前回から紹介している北原C遺跡。
曲輪田の台地裾に立地するこの遺跡は、集落のほんの一部を調査したにすぎませんが、南アルプス市で初めての発見も相次ぎました。出土した資料を観察すると、これまで他の遺跡から出土した資料にみられるものと違った神秘的な、そして縄文人の世界観・造形美を感じ取れるようなものが多くみられました。その特徴的なものをいくつか紹介しましょう。
縄文人の造形美~水煙把手付土器~
【写真左=水煙把手付土器】【写真右=同出土状況】
約4200~4300年前、曽利式期(前号で黄色で示した住居跡の時代)を代表する土器で、豪華で流線的なラインの把手のつくりが水煙を彷彿(ほうふつ)させることから水煙把手付土器と名づけられています。新潟県方面に特徴的な「火炎土器」に対して「水煙土器」とも呼ばれる土器で、北原C遺跡の縄文人の造形美を表現している大変貴重な資料です。

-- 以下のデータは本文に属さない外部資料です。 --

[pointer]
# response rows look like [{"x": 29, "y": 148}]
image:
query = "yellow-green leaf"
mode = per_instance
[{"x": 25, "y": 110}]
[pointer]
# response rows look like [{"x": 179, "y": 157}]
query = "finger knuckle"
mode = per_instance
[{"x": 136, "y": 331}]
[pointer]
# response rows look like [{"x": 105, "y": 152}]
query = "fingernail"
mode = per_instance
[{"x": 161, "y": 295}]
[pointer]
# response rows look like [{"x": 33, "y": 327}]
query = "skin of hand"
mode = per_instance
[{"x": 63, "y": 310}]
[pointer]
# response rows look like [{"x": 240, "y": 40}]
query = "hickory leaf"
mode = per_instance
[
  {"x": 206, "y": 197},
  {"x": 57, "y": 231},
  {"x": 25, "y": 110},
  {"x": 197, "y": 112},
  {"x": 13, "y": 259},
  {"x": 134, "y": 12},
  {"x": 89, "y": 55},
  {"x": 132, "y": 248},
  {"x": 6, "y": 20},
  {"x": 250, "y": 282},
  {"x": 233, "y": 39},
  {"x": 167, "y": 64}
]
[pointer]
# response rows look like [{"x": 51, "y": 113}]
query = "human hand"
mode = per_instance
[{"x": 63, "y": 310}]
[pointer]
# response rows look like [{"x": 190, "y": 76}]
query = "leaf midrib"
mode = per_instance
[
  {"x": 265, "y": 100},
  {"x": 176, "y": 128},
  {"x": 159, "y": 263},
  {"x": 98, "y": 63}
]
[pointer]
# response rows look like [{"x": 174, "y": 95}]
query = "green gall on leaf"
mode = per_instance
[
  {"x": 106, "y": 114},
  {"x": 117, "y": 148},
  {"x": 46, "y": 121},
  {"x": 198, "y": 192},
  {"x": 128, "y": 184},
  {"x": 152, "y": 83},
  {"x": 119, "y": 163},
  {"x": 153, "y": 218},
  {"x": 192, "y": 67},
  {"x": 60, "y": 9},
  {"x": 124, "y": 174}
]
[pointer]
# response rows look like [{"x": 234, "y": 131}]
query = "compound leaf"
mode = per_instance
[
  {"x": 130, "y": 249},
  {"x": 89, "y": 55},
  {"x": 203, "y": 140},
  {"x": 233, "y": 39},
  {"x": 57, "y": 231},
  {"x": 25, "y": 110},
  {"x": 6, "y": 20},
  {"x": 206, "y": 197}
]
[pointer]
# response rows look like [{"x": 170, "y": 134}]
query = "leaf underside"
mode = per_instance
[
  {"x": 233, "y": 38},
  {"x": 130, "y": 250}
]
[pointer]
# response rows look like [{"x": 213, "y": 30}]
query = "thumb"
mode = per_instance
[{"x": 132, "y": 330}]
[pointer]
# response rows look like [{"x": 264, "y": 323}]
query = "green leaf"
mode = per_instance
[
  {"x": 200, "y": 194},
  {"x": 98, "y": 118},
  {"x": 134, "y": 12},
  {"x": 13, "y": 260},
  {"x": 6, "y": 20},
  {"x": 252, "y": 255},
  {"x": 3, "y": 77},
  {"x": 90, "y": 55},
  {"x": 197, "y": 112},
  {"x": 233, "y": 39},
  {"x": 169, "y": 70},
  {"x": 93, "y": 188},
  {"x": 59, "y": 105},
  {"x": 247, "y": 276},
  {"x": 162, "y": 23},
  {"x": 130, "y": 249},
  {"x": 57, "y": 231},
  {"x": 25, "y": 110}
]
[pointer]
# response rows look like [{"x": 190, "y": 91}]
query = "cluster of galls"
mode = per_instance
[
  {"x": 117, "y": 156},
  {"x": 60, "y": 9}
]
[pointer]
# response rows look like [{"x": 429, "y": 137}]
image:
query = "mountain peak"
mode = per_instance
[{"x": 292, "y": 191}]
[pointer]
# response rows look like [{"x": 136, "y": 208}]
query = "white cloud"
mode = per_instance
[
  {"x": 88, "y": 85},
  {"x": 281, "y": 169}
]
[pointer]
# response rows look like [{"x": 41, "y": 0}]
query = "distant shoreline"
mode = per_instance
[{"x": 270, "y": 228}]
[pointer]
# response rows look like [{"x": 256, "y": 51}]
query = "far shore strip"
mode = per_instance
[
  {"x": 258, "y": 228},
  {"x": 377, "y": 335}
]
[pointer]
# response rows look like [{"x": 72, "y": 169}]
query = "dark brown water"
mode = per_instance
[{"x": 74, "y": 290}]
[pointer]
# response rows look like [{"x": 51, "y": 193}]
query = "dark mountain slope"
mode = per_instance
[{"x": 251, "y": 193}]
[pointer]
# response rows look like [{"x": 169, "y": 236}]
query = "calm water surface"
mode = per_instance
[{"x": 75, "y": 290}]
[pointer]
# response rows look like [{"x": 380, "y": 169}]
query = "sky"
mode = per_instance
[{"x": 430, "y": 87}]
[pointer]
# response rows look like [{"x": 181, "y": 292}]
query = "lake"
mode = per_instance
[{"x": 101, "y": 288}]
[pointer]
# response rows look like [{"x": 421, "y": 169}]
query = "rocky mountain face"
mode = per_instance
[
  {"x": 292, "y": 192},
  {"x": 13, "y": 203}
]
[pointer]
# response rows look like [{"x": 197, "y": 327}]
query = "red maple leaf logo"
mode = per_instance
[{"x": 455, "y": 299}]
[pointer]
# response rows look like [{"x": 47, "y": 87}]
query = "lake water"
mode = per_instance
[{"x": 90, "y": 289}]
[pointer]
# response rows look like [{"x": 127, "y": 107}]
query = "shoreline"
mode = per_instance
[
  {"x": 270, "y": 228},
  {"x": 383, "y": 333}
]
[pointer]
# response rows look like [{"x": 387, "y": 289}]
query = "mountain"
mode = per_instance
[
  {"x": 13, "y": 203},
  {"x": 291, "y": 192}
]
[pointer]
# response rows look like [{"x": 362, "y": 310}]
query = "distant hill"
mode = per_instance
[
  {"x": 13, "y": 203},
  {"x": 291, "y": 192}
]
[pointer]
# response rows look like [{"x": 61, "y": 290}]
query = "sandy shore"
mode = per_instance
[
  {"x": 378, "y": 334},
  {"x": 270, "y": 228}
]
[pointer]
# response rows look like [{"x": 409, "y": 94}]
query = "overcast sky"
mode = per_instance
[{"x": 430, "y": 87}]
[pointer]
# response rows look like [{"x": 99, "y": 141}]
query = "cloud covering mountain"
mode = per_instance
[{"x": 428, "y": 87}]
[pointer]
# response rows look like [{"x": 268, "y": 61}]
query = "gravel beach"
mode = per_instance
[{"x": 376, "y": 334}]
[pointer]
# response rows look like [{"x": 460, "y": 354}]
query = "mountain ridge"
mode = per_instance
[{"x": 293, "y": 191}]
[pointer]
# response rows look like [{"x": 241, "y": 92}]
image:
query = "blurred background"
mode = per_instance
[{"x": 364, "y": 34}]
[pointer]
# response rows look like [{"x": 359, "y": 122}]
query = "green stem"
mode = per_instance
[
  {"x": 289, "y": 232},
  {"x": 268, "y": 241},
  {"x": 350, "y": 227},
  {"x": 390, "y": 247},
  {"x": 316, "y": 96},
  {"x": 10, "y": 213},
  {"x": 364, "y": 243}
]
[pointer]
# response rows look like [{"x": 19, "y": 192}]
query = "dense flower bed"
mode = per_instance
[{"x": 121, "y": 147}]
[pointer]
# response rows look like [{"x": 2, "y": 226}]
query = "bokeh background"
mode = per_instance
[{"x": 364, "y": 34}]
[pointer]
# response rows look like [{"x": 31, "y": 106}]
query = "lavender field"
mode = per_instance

この土器は地面に据えるように埋められていました。一部が破損していますが、ほぼ全体がそろった例はまれで大変貴重です。
これも水煙把手といわれる土器のひとつで、他の土器や大きな石に覆われた状態で出土しました。
土器の特徴から時代が分かる
北原C遺跡からは、以上紹介した土器以外にも造形的に大変美しい土器が出土しています。これらのように土器に描かれる文様は考古学的に大変貴重な手がかりといえます。それは縄文土器の文様や装飾には地域と時代とで流行があり、比較検討する重要な要素となるからです。色々な地方の流行が混じった土器もあったりして、当時の文化交流の様子を伺うこともできるのです。
北原C遺跡からは土偶やヒト、動物の姿をあらわした土器の把手が多数出土しています。土偶は女性を表現し、命や出産をあらわしたものが多く、また、ヘビは男性のシンボルを表しているとも解釈され、子孫繁栄を祈ったものといわれています。
【写真左=顔面把手】【写真中央=動物形土製品】
北原C遺跡の土器を良く観察すると、土器の傍らにヒト(土偶・女神?)や動物をかたどった文様があり(左写真・中写真)、土器の口縁に向かってはい上がる蛇の姿(右写真)や、3本指の手など、人間とは区別されたものが描かれているのが分かります。
生命の誕生
こちらの土器は非常に珍しく、天を向いた4匹のカエルと、カエルに乗ってトグロを巻いているヘビが装飾されているように見えます。
カエルやヘビをそれぞれ描いた土器はありますが、このようなセットでの装飾は非常に珍しく、男女のセットで描かれるこの文様からは、生命や生命の誕生への思いが込められていると考えられます。
ミニチュア土器
高さ約4㎝の小さな土器ですが、しっかりとしたつくりにきちんと文様が描かれていました。内側をのぞくと赤く着色されているように見えます。青森県などからはこのような小さな土器に赤色顔料が入ったままの状態で出土した例もあり、この土器も顔料が詰まっていた、いわば絵の具入れだったのかもしれません。この頃の土器や土偶には表面を赤く塗ったものもみられ、この赤という色からも、マジカルで神秘的な雰囲気が強く感じられます。
木の実のような姿をした直径4Cmにも満たない土鈴です。レントゲンで中身を調べると小石が入っていることがわかりました(右写真)。実用の鈴というよりは森の恵みや生命への祈りの道具として作られたとみられます。
北原C遺跡から出土した資料のうちのほんの一部を紹介しましたが、このように日常の道具とは違った珍しい資料が多く出土しているのです。出土資料には動物や植物などの「かたち」を通して、「生命」を表現したような神秘的なものが多く、「祈り」や「思い」といった精神世界が色濃く表れているのが最大の特徴です。
今よりも、自然と密接に関わりあいながら生きてきた縄文人たちは、きっと自然を恐れ、翻弄(ほんろう)されながらも上手に付き合い、そして「自然」の恵みに感謝しながら、「自然」に祈り、豊かにそして力強く暮らしてきたことでしょう。
北原C遺跡の縄文人たちが創り出した「かたち」からは自然と上手に共生して暮らそうとしていた「思い」が伺えます。
まさに、現代を生きる私たちへのメッセージのようにも思えるのです。